This past month, Microsoft released a consumer preview of its upcoming operating system, Windows 8. After tinkering with it for a few hours, it’s clear that Microsoft is adopting an entirely new model, which may change how the majority of PC users interact with their machines.
Microsoft Windows is still by far the most widely used operating system, due mostly to its perfectly balanced mix of accessibility, compatibility, and openness. Rather than take an “if it ain’t broke, don’t fix it” approach, Microsoft has decided to redesign the next version of Windows from the ground up.
This release was built with the growing tablet user base in mind. The traditional desktop and start menu have been hidden behind Microsoft’s new “Metro” user interface. The Metro UI consists of large, colorful tiles which give you access to all of your files, media, and applications. In addition to the new touch-friendly interface, Windows 8 includes many new touch gestures and shortcuts.
It is unclear whether or not this latest operating system is meant to be used alongside the more desktop-oriented Windows 7, or if Microsoft may have a more traditional release waiting in the wings, but all signs point to Windows 8 being the only major release on the Windows roadmap for the foreseeable future. For those wondering if this release will be a viable replacement, the answer is yes, if you’re willing to deal with some pretty significant changes.
For example, the familiar start menu that has been around since Windows 95 has been axed in favor of the new start screen. In addition, the touch-friendly Metro interface is now the default mode of interaction with your computer, not your desktop with its clickable icons and shortcuts. The traditional desktop can be accessed in a couple of clicks (or taps) if you prefer, or you can use the Metro UI on your desktop computer by simulating touch gestures with a series of keyboard shortcuts and mouse gestures.
It is clear that Microsoft is hoping to make its mark in the tablet market along with Google and Apple. What isn’t clear is whether or not the tablet version of Windows 8 will maintain the same functionality as the consumer preview. The consumer preview is currently only allowed to run on desktop machines, as the proprietary nature of tablets allows them to only run software specifically designed for them. There has been some speculation that the traditional desktop functions will not be included in the first release of Windows 8, but an official statement from Microsoft states that this information is “misleading.”

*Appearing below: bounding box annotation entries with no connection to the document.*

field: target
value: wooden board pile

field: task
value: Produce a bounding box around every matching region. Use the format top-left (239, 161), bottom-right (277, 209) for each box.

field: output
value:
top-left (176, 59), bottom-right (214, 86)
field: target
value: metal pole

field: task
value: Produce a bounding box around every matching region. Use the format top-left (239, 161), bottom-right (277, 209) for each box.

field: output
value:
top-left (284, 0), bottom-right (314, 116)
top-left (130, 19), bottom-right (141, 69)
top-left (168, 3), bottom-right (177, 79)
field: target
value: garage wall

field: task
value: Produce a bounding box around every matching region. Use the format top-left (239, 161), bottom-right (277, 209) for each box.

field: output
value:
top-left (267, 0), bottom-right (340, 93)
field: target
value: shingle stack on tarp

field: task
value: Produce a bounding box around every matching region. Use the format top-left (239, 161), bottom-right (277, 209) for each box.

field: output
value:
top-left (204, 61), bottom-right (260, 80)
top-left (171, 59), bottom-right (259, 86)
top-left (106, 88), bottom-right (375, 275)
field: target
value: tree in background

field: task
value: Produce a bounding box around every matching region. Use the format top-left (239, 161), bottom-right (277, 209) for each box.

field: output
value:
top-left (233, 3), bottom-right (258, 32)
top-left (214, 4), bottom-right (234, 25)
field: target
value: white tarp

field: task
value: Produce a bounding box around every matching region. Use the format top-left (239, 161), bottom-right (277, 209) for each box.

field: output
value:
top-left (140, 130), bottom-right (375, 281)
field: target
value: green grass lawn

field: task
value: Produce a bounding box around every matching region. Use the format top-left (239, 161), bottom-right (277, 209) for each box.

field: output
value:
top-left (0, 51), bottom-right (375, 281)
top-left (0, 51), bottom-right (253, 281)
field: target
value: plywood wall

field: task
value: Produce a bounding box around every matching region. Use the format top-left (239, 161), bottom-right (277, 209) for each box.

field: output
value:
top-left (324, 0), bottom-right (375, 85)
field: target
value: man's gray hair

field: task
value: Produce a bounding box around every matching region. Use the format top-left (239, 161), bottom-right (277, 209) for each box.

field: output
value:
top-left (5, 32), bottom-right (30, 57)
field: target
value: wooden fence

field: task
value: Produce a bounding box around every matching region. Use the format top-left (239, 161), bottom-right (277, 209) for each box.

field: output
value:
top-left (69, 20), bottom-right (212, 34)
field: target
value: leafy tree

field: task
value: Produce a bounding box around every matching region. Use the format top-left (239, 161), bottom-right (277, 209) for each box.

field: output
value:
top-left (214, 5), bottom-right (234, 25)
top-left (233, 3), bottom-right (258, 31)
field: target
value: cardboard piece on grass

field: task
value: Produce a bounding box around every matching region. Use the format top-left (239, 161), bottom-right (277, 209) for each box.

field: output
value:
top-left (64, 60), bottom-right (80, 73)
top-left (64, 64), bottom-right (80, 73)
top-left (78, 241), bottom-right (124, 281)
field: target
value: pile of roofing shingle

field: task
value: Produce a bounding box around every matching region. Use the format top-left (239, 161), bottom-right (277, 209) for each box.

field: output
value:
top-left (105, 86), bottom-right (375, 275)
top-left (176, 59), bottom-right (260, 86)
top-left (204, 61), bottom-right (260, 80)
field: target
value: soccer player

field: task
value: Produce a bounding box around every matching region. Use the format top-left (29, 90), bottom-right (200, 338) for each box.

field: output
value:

The general consensus on Windows 8 is that, as a tablet operating system, it is poised to give Apple and Google a run for their money. It adds gestures, multitasking, and a desktop-like environment to the tablet platform, three major features that Apple and Google have yet to fully implement. Opinions of Windows 8 as a desktop replacement range anywhere from annoyance or indifference all the way up to laudable praise.
Some people (myself included) would rather stick to Windows 7 rather than learn to use a whole new range of mouse gestures and shortcuts that aren’t really all that intuitive. That said, I’m very excited to get my hands on this operating system in tablet form. It seems to combine all the best aspects of the two operating systems currently on the market, as well as adding new features to make the tablet experience more than just a casual one.
If you’d like to try it for yourself, you can download and install the full consumer preview at http://bit.ly/HrZSAM . I wouldn’t recommend installing it as the main operating system on your primary computer, but if you want to dual boot or put it on a secondary PC, I say go crazy. The final version releases sometime in October 2012.